I’ve been going to Chicago’s Riot Fest every year since 2014 and always have a good time. Here are my highlights from this year’s three-day festival, which is focused largely, but not exclusively, on punk rock.
The Dissidents and the Kid-Friendly
I wasn’t sure if Russian band Pussy Riot would appear, as one of its band members had recently been poisoned, allegedly by people who don’t like the band’s anti-government commentary, but they made it and vowed to find the people who poisoned Piotr.
Another band we might have expected to possibly not make it to Riot Fest was The Adolescents, whose founding member Steve Soto passed away in June. But they were there, honoring Soto with a big sign that was a variation of their famous royal blue self-titled album cover. Judging by their name, you might expect The Adolescents to be a wayward youth-themed band like Blink 182 or Teenage Bottlerocket, and some of their music falls into that category, but they also have a lot of political material. Watching them was very similar to the experience I had watching Leftover Crack (who also do a lot of political songs) at a previous Riot Fest. Perhaps that’s because The Adolescents and Leftover Crack share guitarist Brad Logan (the guy Rancid wrote a song about).
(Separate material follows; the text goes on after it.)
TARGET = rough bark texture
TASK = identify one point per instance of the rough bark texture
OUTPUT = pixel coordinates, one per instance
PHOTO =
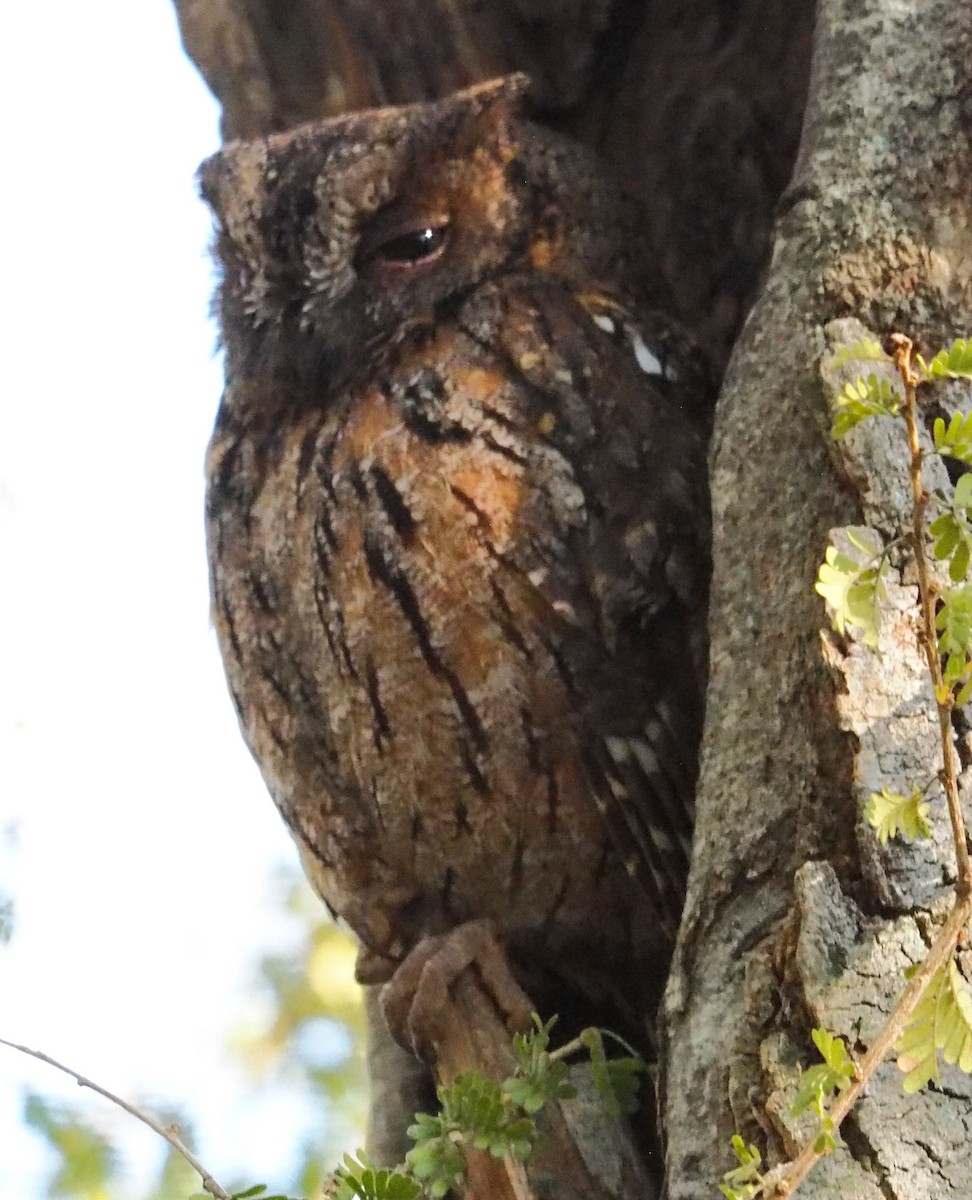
(795, 916)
Riot Fest is an all-ages event and quite a few parents brought their young kids to watch the costume-clad Aquabats. The band had a kid-focused TV show in the past and said they hope to again someday. Fans of all ages enjoyed the pizza inflatables that accompanied the song “Pizza Day.” (I will note that the Aquabats were the only ska band this year. Usually there are three to five, and I always go to all of them. Hoping the count will be higher again next year.)
Newcomers and Veterans
Swmrs have a lot of good material and a lot of energy. Front man Cole Becker is a lanky guy who is fun to watch and whose moves remind me a bit of David McWane from Big D and the Kids Table.
Songs that he co-wrote with Morrissey for the Smiths comprised about half of Johnny Marr’s set, and I liked his other material, too.
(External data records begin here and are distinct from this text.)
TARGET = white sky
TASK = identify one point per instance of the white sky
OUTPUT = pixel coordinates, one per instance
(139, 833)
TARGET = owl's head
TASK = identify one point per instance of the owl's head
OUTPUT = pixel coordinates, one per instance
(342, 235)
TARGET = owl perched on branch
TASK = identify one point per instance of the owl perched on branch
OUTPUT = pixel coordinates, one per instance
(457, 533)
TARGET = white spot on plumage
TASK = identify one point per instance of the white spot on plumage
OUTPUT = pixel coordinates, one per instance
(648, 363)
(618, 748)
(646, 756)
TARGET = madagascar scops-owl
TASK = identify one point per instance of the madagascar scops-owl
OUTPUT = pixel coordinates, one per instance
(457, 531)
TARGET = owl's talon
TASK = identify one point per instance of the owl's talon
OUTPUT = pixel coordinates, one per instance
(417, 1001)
Had to watch Blondie on the big screen. But I think you can tell that Debbie Harry has got to be one of sexiest septuagenarians ever.
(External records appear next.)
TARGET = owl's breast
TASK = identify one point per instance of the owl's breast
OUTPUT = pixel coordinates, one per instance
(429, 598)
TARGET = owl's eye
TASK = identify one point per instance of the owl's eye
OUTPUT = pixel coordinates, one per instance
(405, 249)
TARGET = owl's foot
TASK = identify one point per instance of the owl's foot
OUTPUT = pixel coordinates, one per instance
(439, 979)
My Favorite Stage and An Annual Tradition
I was too far away or the lighting wasn’t right to get photos of some of the bands. But those mentioned in this section are all in my compilation video here:
The band I was most excited to see was Face to Face. They played Friday night on the Rebel Stage, one of five stages at the festival and the smallest and most out of the way. Front man Trever Keith said he was expecting about 10 or 15 people, but there was a big crowd. I had the realization that the Rebel Stage is the best place to see a band at Riot Fest because everyone who finds their way there really wants to be there and you don’t have people coming and going and walking through the way you do with the other stages. There is also a hill at the back, so you can see well from almost anywhere.
As with some other festivals, Riot Fest generally doesn’t book the same band two years in a row, but they make an exception for heavy metal band Gwar, which comes every year. The band dresses in costume and is known for spraying stuff on the audience a la Blue Man Group. I watched them for the first time this year (from a safe distance), and although I won’t rush to do it again, I talked to some people who return every year to get splattered. Guitarist Michael Derks was diagnosed with bone marrow cancer last year and the band hasn’t played much this year, but as he put it, “What better place than Riot Fest to put the emo in chemo?”
Incubus was the band I didn’t expect to like as much as I did. Their material sounds a lot different – and, in my opinion, better – live. I especially liked hearing them mix Bhangra music from India with their alternative radio hit “Privilege.”
Beyond the Music
Riot Fest isn’t just about the music. There’s also a wide range of other distractions, including carnival rides, free haircuts in exchange for an Instagram post and more, along with a wide range of beers, including one named after a song by home town punk band Naked Raygun.
The festival is on the South Side -- a considerable distance from the Loop and from where the typical festival go-er is likely to live. Like many festival go-ers, I relied on the Pink Line el train to get to and from the event. Sunday night the system was so overwhelmed that it became impossible to get on a Loop-bound train at the stop for the festival because they all filled up immediately. People started dealing with this by taking the train a few stops in the wrong direction, then getting back on a train headed downtown, which made it even harder to get a loop-bound train at the festival stop. As everyone gradually figured this out, we all started taking trains going the wrong direction, which generated a tremendous feeling of camaraderie. After finally boarding a Loop-bound train and pulling out of the show stop fully loaded, a bunch of people in our train car started singing “Bohemian Rhapsody,” complete with sound effects for the instrumental parts. Perhaps I could come up with some commentary about what all this says about how punk rock fans go through life, but instead I’ll just say it was a blast and a great way to end the weekend.